Click on the process button in the left-hand side of the eventnet GUI to start the computation. With this small example it will finish rather immediatelly and will report the number of processed items (for instance, 10 events). The computed statistics of all observations (events and non-event dyads) are in a file tiny_example_OBS.csv in the output directory.

If this does not work at all, we recall that there is a troubleshooting help page, which lists some common problems and tries to come up with solutions.

To fit a relational event model on the precomputed statistics with the coxph function of the "survival" package in the R software for statistical computing you can use the following code.

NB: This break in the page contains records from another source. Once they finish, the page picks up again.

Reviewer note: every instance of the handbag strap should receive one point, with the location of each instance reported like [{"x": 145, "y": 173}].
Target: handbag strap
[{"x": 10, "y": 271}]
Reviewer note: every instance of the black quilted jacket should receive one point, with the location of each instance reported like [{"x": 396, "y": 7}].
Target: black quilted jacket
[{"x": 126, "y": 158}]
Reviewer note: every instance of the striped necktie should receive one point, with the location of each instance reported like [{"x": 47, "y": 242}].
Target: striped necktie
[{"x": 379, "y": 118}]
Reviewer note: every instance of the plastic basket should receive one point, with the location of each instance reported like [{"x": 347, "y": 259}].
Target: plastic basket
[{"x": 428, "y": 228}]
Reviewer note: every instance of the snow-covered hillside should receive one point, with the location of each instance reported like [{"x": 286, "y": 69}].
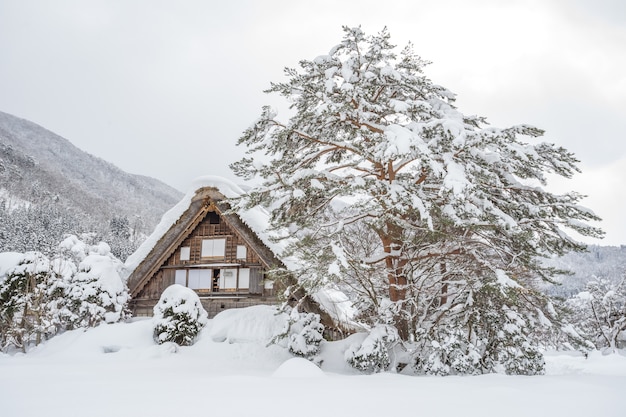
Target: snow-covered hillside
[
  {"x": 39, "y": 168},
  {"x": 119, "y": 370}
]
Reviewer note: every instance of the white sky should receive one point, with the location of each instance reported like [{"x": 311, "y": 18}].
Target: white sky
[{"x": 165, "y": 89}]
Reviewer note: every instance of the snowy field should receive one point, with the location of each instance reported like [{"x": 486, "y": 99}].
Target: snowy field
[{"x": 117, "y": 370}]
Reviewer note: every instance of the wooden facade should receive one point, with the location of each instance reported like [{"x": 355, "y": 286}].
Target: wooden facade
[{"x": 210, "y": 251}]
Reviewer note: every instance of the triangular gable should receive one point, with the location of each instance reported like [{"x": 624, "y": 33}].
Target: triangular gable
[{"x": 205, "y": 201}]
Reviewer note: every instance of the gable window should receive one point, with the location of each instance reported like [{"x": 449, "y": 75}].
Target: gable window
[
  {"x": 181, "y": 277},
  {"x": 213, "y": 248},
  {"x": 214, "y": 218},
  {"x": 184, "y": 253},
  {"x": 200, "y": 279},
  {"x": 242, "y": 252}
]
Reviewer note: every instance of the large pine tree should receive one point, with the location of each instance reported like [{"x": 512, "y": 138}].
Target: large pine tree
[{"x": 430, "y": 217}]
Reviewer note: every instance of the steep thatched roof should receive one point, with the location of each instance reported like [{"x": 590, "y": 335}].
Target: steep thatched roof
[{"x": 165, "y": 243}]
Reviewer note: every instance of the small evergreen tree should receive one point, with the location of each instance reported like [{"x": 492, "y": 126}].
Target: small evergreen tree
[
  {"x": 373, "y": 354},
  {"x": 178, "y": 316},
  {"x": 305, "y": 334},
  {"x": 600, "y": 313}
]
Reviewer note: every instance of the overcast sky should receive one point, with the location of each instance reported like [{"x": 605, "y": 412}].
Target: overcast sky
[{"x": 165, "y": 88}]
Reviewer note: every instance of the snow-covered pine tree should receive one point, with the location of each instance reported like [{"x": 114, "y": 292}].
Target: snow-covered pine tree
[
  {"x": 96, "y": 292},
  {"x": 456, "y": 208}
]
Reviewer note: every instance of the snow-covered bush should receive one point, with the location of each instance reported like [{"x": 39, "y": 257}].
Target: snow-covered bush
[
  {"x": 97, "y": 292},
  {"x": 178, "y": 316},
  {"x": 27, "y": 313},
  {"x": 305, "y": 334},
  {"x": 449, "y": 353},
  {"x": 301, "y": 333},
  {"x": 373, "y": 354}
]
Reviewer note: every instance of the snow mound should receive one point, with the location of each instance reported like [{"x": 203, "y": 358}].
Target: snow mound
[
  {"x": 298, "y": 368},
  {"x": 9, "y": 260},
  {"x": 252, "y": 324}
]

Models could be estimated with different explanatory variables (for instance, including interaction effects), different functions, different packages, or different statistical software.

# set the working directory
setwd("<output directory of eventnet>")
# read the explanatory variables of all observations
events <- read.csv("tiny_example_OBS.csv")

## install the R package 'survival' if necessary (uncomment the following line)
#install.packages("survival")
# attach the library
library(survival)

## specify and estimate a Cox proportional hazard model
my.surv <- Surv(time = rep(1,dim(events)[1]), event = events$IS_OBSERVED)
my.model <- coxph(my.surv ~ repetition + reciprocation 
                  + outdegree_sender 
                  + indegree_receiver
                  + transitive_tie 
                  + cyclical_tie
                  + strata(EVENT)
                  , data = events)
# print estimated parameters, standard errors, ...
summary(my.model)

In this particular example, not a single effect is significant. Indeed, we had only 10 observed events which apparently is not enough. Depending on the distribution of the explanatory variables, some hundred events might be sufficient for producing significant results.

A much larger case study, using real empirical data, is given in the basic tutorial.